Malus Domestica
Page 36
The air stank of cat piss and the space they were confined to was only the last couple of feet of the compartment, a gap two feet wide, nine feet tall, and seven feet across. Joel sat down and listened to the officer put a padlock through the handle…which was a feat in itself, because the darkness was a near-unbearable chaos of agonized groaning and keening.
He leaned back against the wall and rubbed his face in exasperation and fear. The cats were too loud to talk to Fisher, so he just closed his eyes and tried to think of a way out of this mess.
Prayers seemed trite and useless. Joel thought of himself peripherally as a Christian, but he hadn’t been to church since he was a teenager and was always at a loss for words when someone asked him to say Grace over dinner.
It was no different today as he rode blind and disoriented back into the hustle and bustle of urban Blackfield, but the irony was not lost on him that if he’d gone to church that morning, he probably wouldn’t be in this mess. Who thinks to look for a fugitive in church?
Once he’d exhausted his reserve of plans and mental preparations—daydreaming about leaping out at Euchiss when he opened the back of the truck, usually getting shot or Tasered for his troubles—he played around with the reasons for why Fisher’s cat had killed itself, turning the scene over and over in his mind like a Rubik’s Cube. The way the cat had hunkered down and stared at Joel as if he were a piece of string or a laser-dot…the fixed stare of a predator watching for movement, sizing up a target.

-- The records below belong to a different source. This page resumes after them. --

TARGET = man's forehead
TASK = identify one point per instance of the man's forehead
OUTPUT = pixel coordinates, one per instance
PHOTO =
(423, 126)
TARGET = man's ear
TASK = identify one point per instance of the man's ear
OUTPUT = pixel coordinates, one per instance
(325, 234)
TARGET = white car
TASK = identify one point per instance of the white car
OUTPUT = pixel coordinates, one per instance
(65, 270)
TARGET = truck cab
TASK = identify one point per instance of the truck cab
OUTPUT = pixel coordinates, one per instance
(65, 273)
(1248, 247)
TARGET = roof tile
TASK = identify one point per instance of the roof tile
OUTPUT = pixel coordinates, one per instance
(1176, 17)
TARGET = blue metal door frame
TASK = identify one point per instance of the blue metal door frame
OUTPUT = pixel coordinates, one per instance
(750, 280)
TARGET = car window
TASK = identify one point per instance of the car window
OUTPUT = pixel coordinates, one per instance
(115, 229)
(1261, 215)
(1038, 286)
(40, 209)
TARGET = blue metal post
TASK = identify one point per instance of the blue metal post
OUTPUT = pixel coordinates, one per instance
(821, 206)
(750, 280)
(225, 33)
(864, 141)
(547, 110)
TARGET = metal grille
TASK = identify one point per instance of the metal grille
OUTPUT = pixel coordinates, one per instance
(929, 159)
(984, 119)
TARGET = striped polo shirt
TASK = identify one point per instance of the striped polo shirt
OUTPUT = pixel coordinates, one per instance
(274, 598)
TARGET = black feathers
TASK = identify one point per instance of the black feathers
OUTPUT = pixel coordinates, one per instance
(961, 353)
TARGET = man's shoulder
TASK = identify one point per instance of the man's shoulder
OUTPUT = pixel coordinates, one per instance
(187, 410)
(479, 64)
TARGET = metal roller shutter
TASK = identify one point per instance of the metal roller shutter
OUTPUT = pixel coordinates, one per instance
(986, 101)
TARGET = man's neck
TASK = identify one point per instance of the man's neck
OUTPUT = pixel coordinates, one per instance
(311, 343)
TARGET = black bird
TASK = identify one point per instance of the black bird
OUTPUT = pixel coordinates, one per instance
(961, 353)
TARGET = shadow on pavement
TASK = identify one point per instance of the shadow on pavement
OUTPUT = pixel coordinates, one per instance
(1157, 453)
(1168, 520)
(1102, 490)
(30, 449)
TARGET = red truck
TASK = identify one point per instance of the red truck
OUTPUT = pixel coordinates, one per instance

The truck drove a shorter route than the one they’d taken in the police cruiser, but more circuitous. He counted at least seven stops, four of which were at traffic lights (this was determined by the fact that the driver only made a cursory effort to stop at stop-signs). The animals never stopped yowling; if anything, it only got worse and worse, increasing whenever the truck paused and the engine quieted.
The Tylenol was wearing off, and his leg radiated heat through the bandage, throbbing and aching like a live wire under fabric.
He had actually started to doze off when the truck’s horn blared. An engine somewhere off to their port side revved, rising in volume, and then, WHAM!, an incredible force slammed into them, throwing Joel onto his hands and knees at Fisher’s feet.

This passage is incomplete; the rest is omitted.